I have this homework question I'm kind of stumped on…
"A permutation of the numbers $(1,2,3,\ldots,n)$ is a rearrangement of the numbers in which each number appears exactly once. For example, $(2,5,1,4,3)$ is a permutation of $(1,2,3,4,5)$.
Let $\pi = (x_1,x_2,x_3,\ldots,x_n)$ be a permutation of the numbers $(1,2,3,\ldots,n)$. A fixed point of $\pi$ is an integer $k~(1\le k\le n)$ such that $x_k=k$. For example, $4$ is a fixed point of the permutation $(2,5,1,4,3)$.
How many permutations of $(1,2,3,4,5,6,7)$ have at least one even fixed point?"
Here's my work so far. Am I going in the right direction? Should I be thinking differently?
$(1)$ can have 1 fixed point permutation.
$(1,2)$ can have 1 fixed point permutation
$(1, 2, 3)$ can have 4 fixed point permutations?
$(1, 2, 3, 4)$ can have 15 fixed points?
I couldn't find any correlations or patterns here…
$(1)$ can have 0 even fixed point permutations
$(1, 2)$ can have 1 even fixed point permutation
$(1, 2, 3)$ can have 2 even fixed point permutations
$(1, 2, 3, 4)$ can have 6 even fixed point.

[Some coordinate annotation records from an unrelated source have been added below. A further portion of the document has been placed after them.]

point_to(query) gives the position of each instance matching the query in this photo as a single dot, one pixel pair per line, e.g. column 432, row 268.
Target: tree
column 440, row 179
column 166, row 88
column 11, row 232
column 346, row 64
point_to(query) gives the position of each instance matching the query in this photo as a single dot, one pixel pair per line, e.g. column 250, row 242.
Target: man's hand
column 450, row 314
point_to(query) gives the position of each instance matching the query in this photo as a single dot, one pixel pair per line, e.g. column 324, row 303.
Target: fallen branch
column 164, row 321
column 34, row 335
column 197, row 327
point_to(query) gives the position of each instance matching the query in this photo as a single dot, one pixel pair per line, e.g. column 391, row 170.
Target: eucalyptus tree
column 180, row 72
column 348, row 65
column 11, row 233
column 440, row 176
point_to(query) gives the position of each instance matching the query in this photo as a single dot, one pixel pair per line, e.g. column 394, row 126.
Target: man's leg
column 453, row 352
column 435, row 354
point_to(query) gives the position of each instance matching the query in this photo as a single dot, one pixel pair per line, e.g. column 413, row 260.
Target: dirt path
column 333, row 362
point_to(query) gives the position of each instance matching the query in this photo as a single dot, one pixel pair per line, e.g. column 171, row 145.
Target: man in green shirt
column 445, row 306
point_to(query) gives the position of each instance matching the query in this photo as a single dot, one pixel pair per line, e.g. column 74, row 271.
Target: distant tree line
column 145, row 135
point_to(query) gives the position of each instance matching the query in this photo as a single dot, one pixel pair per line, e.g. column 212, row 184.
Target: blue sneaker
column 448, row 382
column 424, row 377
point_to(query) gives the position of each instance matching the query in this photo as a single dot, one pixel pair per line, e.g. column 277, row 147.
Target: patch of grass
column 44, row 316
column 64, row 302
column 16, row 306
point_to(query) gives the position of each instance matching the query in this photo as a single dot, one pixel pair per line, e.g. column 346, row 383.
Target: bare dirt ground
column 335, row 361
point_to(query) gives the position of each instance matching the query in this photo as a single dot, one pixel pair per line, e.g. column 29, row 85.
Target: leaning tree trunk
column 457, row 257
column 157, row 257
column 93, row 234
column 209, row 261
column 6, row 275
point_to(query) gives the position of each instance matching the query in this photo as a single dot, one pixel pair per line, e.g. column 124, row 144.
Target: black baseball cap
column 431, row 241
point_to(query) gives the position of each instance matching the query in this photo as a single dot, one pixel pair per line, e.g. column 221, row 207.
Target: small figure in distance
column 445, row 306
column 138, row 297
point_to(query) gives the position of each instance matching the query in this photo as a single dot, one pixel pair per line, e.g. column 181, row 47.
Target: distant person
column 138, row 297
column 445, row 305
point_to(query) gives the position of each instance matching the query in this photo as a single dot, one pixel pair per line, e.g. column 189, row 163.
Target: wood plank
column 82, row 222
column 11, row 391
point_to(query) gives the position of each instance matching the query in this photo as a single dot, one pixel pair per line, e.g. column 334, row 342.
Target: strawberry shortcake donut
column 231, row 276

It's not factorials, or triangular numbers, so I'm kind of stuck here. What should I do next?
Best Answer
There are $7!$ permutations of the set $\{1,...,7\}$. $6!$ permutations fix $2$, $6!$ fix $4$ and $6!$ fix $6$. $5!$ permutations fix any two elements from $\{2,4,6\}$ and $4!$ permutations fix all three.
So the total number of permutations that fix at least one element from $\{2,4,6\}$ is $3*6!-3*5!+4!=1824$ (by the inclusion-exclusion principle).